51 were CAL events that had backsplash which triggered the TKR and just didn't happen to hit a tile

2 hit the space-craft and interacted causing backsplash.

So that leaves us with 216 to consider.
Of these 134 truly missed any active material in the ACD.

64 of the remaining events did have at least one MC "hit" within a tile, but the tile was determined to be below threshold by the digitization algorithm.
18 had MC "hits" in ribbons that were determined to be below threshold in the digitization algorithm (though we should note that the algorithm for the ribbons needs adjustment - namely in terms of the mean number of PEs by position along the ribbon)

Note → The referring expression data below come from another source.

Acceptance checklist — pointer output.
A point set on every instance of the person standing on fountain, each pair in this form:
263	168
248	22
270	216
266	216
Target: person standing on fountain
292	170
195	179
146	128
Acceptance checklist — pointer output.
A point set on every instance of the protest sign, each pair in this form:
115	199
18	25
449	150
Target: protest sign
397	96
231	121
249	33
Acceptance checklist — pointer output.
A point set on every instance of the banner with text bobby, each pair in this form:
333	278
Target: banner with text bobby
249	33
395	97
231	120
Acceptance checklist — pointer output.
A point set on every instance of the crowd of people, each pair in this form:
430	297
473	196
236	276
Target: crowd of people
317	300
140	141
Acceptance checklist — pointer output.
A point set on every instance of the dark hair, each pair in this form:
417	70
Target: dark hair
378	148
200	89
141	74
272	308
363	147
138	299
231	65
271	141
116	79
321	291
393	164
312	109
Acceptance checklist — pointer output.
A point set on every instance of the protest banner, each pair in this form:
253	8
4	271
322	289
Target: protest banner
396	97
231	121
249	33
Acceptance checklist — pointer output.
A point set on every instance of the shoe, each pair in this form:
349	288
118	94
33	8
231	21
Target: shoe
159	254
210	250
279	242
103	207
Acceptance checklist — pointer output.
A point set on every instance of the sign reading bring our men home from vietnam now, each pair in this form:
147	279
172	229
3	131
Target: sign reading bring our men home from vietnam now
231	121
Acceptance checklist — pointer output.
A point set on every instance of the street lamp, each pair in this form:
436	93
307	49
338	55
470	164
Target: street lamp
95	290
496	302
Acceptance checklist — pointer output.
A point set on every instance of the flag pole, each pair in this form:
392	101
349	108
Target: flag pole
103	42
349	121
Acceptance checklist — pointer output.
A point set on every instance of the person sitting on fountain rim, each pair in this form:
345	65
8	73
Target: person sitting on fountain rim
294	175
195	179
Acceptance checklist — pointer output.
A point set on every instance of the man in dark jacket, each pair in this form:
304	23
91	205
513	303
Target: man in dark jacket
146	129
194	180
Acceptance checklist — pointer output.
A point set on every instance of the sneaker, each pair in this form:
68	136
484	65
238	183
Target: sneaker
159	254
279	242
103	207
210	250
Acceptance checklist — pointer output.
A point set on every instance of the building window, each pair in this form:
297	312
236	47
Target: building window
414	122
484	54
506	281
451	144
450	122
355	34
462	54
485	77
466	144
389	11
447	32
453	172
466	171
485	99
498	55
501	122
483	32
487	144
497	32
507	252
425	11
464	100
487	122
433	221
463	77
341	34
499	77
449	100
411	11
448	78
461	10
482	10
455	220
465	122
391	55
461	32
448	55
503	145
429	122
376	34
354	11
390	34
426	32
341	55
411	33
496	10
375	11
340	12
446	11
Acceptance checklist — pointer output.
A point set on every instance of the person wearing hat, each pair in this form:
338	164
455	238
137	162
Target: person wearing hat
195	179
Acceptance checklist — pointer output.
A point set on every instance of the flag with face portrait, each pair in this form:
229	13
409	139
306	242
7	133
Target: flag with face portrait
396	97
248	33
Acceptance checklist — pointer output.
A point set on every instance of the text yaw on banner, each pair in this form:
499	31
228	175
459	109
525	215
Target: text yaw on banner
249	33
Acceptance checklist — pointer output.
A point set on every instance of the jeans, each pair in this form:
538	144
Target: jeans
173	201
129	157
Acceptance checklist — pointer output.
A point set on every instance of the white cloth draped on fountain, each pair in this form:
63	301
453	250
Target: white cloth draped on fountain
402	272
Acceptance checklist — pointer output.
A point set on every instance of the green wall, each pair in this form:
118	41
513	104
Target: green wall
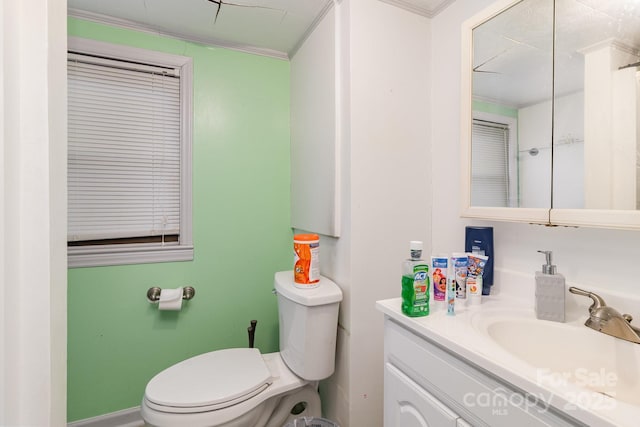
501	110
116	340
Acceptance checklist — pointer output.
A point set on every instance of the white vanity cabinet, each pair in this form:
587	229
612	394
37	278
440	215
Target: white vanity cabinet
427	385
407	404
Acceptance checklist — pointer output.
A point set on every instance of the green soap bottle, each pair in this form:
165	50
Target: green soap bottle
415	282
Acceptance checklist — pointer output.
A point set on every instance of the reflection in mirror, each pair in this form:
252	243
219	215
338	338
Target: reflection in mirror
595	142
512	90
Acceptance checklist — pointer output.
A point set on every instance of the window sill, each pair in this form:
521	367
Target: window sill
95	256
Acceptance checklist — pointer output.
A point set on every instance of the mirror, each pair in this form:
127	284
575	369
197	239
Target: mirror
553	127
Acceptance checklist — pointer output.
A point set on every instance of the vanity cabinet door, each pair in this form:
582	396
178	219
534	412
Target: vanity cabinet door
406	404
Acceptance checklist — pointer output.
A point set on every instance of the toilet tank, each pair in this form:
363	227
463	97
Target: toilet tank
308	326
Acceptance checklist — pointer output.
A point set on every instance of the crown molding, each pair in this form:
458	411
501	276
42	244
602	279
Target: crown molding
424	11
136	26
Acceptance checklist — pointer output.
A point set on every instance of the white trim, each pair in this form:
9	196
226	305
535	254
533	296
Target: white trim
130	25
313	26
126	418
423	11
92	256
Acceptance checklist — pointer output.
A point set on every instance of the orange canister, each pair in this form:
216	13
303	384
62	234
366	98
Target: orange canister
306	264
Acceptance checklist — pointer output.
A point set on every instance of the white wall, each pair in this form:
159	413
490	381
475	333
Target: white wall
386	196
589	257
33	213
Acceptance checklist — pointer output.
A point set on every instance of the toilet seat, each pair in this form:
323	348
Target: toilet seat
209	381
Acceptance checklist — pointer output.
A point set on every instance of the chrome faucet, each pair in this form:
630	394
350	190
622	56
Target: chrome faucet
607	320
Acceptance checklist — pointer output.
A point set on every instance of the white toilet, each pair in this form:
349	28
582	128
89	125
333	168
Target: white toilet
239	387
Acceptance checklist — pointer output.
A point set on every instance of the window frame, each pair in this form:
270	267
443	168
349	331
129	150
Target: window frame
511	158
139	253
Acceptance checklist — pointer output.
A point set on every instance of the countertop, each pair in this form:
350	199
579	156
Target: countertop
462	335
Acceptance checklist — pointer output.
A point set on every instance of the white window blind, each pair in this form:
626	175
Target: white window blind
490	164
123	150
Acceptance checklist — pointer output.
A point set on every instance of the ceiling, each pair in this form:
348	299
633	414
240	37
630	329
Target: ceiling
268	27
514	56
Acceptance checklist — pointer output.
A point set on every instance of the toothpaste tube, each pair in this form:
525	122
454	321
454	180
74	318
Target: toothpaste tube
475	268
439	267
460	265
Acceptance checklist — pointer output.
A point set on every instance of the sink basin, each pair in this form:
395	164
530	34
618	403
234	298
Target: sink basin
568	354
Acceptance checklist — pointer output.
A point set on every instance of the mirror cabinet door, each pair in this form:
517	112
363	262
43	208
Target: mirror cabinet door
551	114
510	121
595	135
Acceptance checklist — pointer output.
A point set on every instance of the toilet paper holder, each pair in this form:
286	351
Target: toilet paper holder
153	294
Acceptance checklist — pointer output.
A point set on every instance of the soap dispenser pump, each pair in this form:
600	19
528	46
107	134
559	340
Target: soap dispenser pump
550	292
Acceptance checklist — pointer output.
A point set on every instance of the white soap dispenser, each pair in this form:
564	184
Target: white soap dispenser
550	292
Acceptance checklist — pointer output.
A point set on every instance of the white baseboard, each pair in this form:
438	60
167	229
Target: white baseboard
126	418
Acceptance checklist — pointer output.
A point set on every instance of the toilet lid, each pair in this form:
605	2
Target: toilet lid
212	380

Of the 134 that failed to go through any active material in the ACD:

118 slipped through the gaps along the corners where the side tiles meet.

and

16 went through between two columns of side tiles on the same face, but didn't' seem to go through a ribbon.

Conclusions

The current geometry model in Gleam is more leak prone than the Geant3 model. The leakage through the side corner gaps is about 3-4 times larger than what is seen in the Geant3 model. Alex suggests that we look at how large those gaps are and check the distance between the ACD side tiles and the sensitive area of the TKR (current the G3 simulation is 8.5 cm).

Since the ACD in Gleam can be considered worst case, updating the ACD geometry will wait until after DC2.